On the matter of the NSA spying on heads of state of other countries, Obama said that "unless there is a compelling national security purpose, we will not monitor the communications of heads of state and governments of our close friends and allies." Again, it's the U.S. government that will decide what is a "compelling national security purpose." There is a not-too-veiled threat here—that if you're not among the "close friends and allies," or if you act in any way that cuts against what the U.S. rulers perceive as their interests, then your phone calls and emails will be targeted by the NSA snoops.

Obama's "reform" on the FISA court, which has conducted its proceedings in total secrecy, consisted of authorizing a non-government panel of "advocates" to provide an "independent voice" before the court—not in every case, but just in "significant" cases, with these advocates themselves apparently not having a say in deciding which those cases are. This is merely a fig leaf of "openness" for this spy court that will continue to operate mainly in secret, with people who are targets of the NSA and other surveillance activities (or anyone else in the public at large) still having no say in, or even knowledge of, what's going on.

Obama also spoke about the National Security Letters—which the FBI uses, without having to go to a judge to get approval, to force telecom, banks or other businesses to turn over records on their customers, like financial transactions or data on phone and email communications, while making it illegal for the recipients of those letters to even talk about them. So the targets of these "investigations"—which do not have to meet any legal requirements against unreasonable searches and other supposed constitutional guarantees—have no way of knowing they are under scrutiny. The FBI uses these National Security Letters tens of thousands of times a year. Obama refused to require judicial approval for these letters, while making a secondary change by announcing that the gag order on those who receive the letters (i.e., the telecom companies) will no longer be permanent but will expire after a period of time.
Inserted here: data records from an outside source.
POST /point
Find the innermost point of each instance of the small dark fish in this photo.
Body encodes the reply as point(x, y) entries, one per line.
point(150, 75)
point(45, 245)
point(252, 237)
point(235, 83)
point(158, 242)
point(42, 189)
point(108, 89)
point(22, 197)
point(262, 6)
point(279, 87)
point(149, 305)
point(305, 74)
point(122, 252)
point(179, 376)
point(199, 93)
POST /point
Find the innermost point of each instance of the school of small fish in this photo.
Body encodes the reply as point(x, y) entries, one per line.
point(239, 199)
One major area that Obama did not address at all in the speech was what has been revealed by the Snowden exposures about NSA's major programs to develop "cyberwar" capabilities—such as exploiting flaws in computer programs to mount attacks against computer systems—as well as intense efforts to undermine or weaken encryption programs used by businesses and individuals to keep information on their computer systems private.

And there are various other aspects of NSA activities that have come to light that Obama did not speak about, such as recent reports in the German magazine Der Spiegel about an "elite" NSA unit called Tailored Access Operations whose methods include intercepting computers that have been bought by "targets" and secretly inserting software that enables the NSA to spy on or sabotage computers and computer systems.

Glenn Greenwald—investigative journalist who, along with documentary filmmaker Laura Poitras, was the first to receive and publish Edward Snowden's leaked NSA documents—wrote about Obama's speech: "The crux of this tactic is that U.S. political leaders pretend to validate and even channel public anger by acknowledging that there are 'serious questions that have been raised.' They vow changes to fix the system and ensure that these problems never happen again. And they then set out, with their actions, to do exactly the opposite: to make the system prettier and more politically palatable with empty, cosmetic 'reforms' so as to placate public anger while leaving the system fundamentally unchanged, even more immune than before to serious challenge."